# Model Based Reinforcement Learning

----

Rely on the model of the environment, which including reward function or/and transition model.  With the model, we can learn or infer how the environment would interact with and provide feedback to the agent. 

# RL Algorithm Components

----

## Model

- Transition: The transition function $P$ records the probability of transitioning from state $s$ to $s^{\prime}$ after taking action $a$ while obtaining immediate reward $r$. 
$$
P(s^{\prime} \vert s, a)  = \mathbb{P} [S_{t+1} = s^{\prime} \vert S_t = s, A_t = a]
$$

- Reward: Reward function $R$ predicts the immediate reward triggered by one action. **Note:** Reward is sometimes defined as a function of the current state, $R(s)$, or as a function of
the (state, action, next state) tuple, $R(s, a, s^{\prime})$. Most frequently in this example, we assume reward is a function of (state, action) pair, $R(s, a)$.

$$
R(s, a) = \mathbb{E} [R_{t+1} \vert S_t = s, A_t = a]
$$


## Policy

- Policy, as the agent’s behavior function $\pi $, tells us which action to take in state $s$. It is a mapping from state s to action a and can be either deterministic or stochastic.

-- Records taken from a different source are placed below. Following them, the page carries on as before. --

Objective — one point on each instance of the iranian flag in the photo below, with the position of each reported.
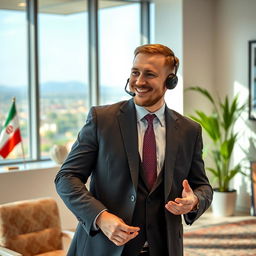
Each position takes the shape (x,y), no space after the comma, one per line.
(10,135)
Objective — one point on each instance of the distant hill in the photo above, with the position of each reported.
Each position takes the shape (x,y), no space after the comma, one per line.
(64,90)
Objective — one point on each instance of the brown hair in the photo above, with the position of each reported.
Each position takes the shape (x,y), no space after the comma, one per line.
(171,59)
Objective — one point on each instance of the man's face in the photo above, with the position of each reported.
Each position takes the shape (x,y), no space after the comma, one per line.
(147,80)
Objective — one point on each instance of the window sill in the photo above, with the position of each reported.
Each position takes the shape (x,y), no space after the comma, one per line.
(29,167)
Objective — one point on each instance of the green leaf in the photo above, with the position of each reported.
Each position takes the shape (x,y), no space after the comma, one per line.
(202,91)
(209,123)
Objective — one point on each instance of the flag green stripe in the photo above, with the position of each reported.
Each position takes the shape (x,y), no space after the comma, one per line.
(11,114)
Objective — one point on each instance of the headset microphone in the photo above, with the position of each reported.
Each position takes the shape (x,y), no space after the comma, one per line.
(125,88)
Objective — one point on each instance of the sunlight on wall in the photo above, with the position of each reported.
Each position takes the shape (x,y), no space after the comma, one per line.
(174,98)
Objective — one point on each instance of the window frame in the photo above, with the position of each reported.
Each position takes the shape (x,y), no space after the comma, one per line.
(93,59)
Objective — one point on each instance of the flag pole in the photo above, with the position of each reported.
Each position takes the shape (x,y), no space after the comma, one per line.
(22,146)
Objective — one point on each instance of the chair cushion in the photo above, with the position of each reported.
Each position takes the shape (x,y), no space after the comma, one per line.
(53,253)
(30,227)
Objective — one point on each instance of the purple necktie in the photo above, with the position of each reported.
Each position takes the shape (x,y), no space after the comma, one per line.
(149,152)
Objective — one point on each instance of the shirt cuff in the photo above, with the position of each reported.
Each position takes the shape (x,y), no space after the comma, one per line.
(94,225)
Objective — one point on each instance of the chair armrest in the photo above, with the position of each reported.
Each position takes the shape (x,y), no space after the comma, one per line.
(8,252)
(68,234)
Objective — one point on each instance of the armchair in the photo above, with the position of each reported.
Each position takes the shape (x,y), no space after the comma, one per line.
(31,227)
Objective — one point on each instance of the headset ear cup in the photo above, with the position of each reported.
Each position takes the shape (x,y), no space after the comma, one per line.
(171,81)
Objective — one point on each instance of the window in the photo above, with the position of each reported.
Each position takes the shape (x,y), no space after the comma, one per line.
(63,72)
(49,68)
(14,68)
(119,35)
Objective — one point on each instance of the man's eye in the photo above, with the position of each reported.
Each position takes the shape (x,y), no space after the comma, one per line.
(150,75)
(135,73)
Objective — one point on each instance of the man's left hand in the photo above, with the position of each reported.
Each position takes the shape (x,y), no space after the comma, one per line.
(185,204)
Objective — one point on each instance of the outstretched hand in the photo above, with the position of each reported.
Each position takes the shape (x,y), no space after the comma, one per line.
(185,204)
(115,229)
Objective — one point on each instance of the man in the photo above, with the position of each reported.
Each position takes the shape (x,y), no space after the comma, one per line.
(146,168)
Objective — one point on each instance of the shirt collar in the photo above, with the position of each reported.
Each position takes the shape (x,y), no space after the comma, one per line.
(141,112)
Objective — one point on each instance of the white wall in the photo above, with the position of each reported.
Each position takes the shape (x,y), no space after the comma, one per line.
(216,35)
(168,31)
(235,26)
(211,39)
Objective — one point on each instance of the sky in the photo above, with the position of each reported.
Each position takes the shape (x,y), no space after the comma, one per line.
(63,42)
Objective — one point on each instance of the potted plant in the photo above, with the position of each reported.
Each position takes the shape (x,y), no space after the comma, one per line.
(219,126)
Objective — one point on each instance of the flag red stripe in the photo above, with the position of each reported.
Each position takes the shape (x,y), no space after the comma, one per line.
(10,144)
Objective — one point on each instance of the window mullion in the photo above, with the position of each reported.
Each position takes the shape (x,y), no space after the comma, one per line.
(34,103)
(93,52)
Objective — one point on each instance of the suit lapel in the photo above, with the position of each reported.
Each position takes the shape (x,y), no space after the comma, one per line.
(172,144)
(128,125)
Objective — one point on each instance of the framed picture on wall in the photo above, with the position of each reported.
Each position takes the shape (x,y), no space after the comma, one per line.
(252,79)
(253,185)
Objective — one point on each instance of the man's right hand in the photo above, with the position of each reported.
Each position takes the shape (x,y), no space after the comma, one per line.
(115,228)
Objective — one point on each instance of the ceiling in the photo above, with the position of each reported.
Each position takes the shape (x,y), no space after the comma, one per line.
(59,6)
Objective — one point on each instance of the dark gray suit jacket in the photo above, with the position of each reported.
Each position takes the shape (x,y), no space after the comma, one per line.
(107,150)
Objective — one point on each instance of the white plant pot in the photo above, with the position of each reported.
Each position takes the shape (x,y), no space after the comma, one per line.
(223,203)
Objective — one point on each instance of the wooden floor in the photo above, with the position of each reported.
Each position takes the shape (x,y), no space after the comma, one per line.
(208,219)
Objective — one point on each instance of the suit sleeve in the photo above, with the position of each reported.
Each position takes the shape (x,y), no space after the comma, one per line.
(74,173)
(198,181)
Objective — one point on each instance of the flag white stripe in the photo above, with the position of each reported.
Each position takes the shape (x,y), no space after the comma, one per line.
(4,137)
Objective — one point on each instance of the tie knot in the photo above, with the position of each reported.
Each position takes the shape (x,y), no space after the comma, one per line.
(150,118)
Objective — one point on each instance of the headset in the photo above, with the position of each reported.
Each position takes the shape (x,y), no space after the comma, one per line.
(170,82)
(172,79)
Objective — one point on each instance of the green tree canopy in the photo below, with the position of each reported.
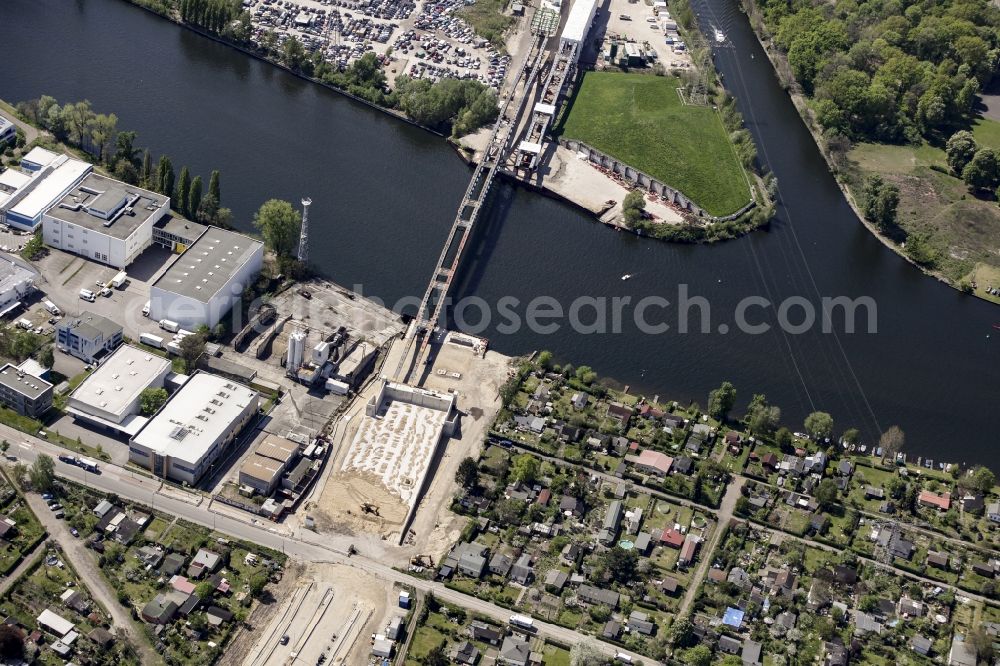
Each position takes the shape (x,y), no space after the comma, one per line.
(279,223)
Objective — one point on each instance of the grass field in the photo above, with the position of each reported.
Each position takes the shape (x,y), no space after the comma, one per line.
(640,119)
(961,229)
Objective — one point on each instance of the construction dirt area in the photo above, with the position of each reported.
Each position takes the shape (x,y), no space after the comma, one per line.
(324,618)
(347,499)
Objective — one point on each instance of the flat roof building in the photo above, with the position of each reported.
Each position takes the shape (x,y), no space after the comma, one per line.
(51,177)
(16,282)
(105,220)
(109,397)
(194,428)
(90,337)
(207,280)
(262,470)
(25,394)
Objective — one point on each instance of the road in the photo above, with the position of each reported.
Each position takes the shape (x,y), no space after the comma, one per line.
(724,515)
(90,574)
(145,490)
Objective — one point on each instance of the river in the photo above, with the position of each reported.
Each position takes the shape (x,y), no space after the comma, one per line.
(384,195)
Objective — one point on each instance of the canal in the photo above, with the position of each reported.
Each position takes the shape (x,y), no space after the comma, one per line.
(384,195)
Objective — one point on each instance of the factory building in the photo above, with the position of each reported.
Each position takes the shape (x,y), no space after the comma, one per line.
(194,428)
(16,283)
(50,177)
(109,397)
(104,220)
(207,280)
(581,15)
(263,469)
(25,394)
(90,337)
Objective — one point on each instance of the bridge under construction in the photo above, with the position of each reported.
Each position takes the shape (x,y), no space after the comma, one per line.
(542,78)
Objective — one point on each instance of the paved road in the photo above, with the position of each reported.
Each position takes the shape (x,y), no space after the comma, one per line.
(724,515)
(147,491)
(83,561)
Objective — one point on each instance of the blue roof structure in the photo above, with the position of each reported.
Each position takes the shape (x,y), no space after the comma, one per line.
(733,617)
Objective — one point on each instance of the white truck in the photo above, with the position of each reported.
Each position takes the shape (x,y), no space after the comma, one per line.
(151,340)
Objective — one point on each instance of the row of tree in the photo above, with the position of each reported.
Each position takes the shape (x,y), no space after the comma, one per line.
(883,71)
(98,135)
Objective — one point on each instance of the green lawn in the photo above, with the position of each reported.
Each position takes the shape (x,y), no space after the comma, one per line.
(640,119)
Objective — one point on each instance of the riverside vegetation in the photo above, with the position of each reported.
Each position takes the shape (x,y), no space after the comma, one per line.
(451,105)
(892,90)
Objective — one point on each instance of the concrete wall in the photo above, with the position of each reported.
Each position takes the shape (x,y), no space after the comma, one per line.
(647,182)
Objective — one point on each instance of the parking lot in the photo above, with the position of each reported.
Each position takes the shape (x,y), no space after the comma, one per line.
(65,274)
(421,39)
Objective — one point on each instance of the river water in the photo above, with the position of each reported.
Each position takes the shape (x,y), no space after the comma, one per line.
(384,195)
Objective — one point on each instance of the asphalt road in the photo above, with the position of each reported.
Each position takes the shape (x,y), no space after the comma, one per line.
(195,508)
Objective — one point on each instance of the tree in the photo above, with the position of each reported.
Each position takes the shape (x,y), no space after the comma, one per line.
(960,149)
(524,468)
(468,473)
(165,176)
(621,564)
(279,223)
(214,188)
(194,197)
(892,441)
(699,655)
(819,425)
(151,399)
(721,401)
(42,473)
(762,418)
(11,643)
(192,347)
(204,590)
(983,170)
(183,190)
(633,208)
(826,493)
(47,357)
(980,479)
(585,374)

  - Deterministic policy: $$\pi (s) = a$$
  - Stochastic policy: $$\pi (a|s) = \mathbb{P}(A=a| S=s)$$

## Value

- Value function measures the goodness of a state or how rewarding a state or an action is by a prediction of feature reward. 

- There are many ways to define the value function. In this example we just use $\gamma$ discount sum of reward, and the feature reward, known as **return**, is a total sum of discounted rewards going forward. We can compute the return $G_t$ starting from time $t$.
$$
G_t = R_{t+1} + \gamma R_{t+2} + \dots = \sum_{k=0}^{\infty} \gamma^k R_{t+k+1}
$$

- The discount factor properties:
  - $\gamma \in [0, 1]$;
  - Discounting provides mathematical convenience;
  - No need to worry about the infinite loops.

- The expected return of a particular state $s$ start from time $t$, $S_t=s$:
$$
V^{\pi}(s) = \mathbb{E}^{\pi}[G_t \vert S_t = s]
$$

- Similarly, Q-value:
$$
Q^{\pi}(s, a) = \mathbb{E}^{\pi}[G_t \vert S_t = s, A_t = a]
$$

- Additionally, using the probility distribution over possible actions and the Q-values to recover the value function, under particular policy $π$:
$$
V^{\pi}(s) = \sum_{a \in A} Q^{\pi}(s, a) \pi(a \vert s)
$$


# Markov Decision Processes

----

- Markov assumption: The future and the past are conditionally independent given the present.

- A Markov deicison process consists of five elements:
$$
\mathcal{M} = <S, A, P, R, \gamma>
$$
  - $S$ - state space;
  - $A$ - action space;
  - $P$ - transition function;
  - $R$ - reward function;
  - $\gamma$ - discounting factor.


# Bellman Equations

----

- Bellman equations refer to a set of equations that decompose the value function into the immediate reward plus the discounted future values.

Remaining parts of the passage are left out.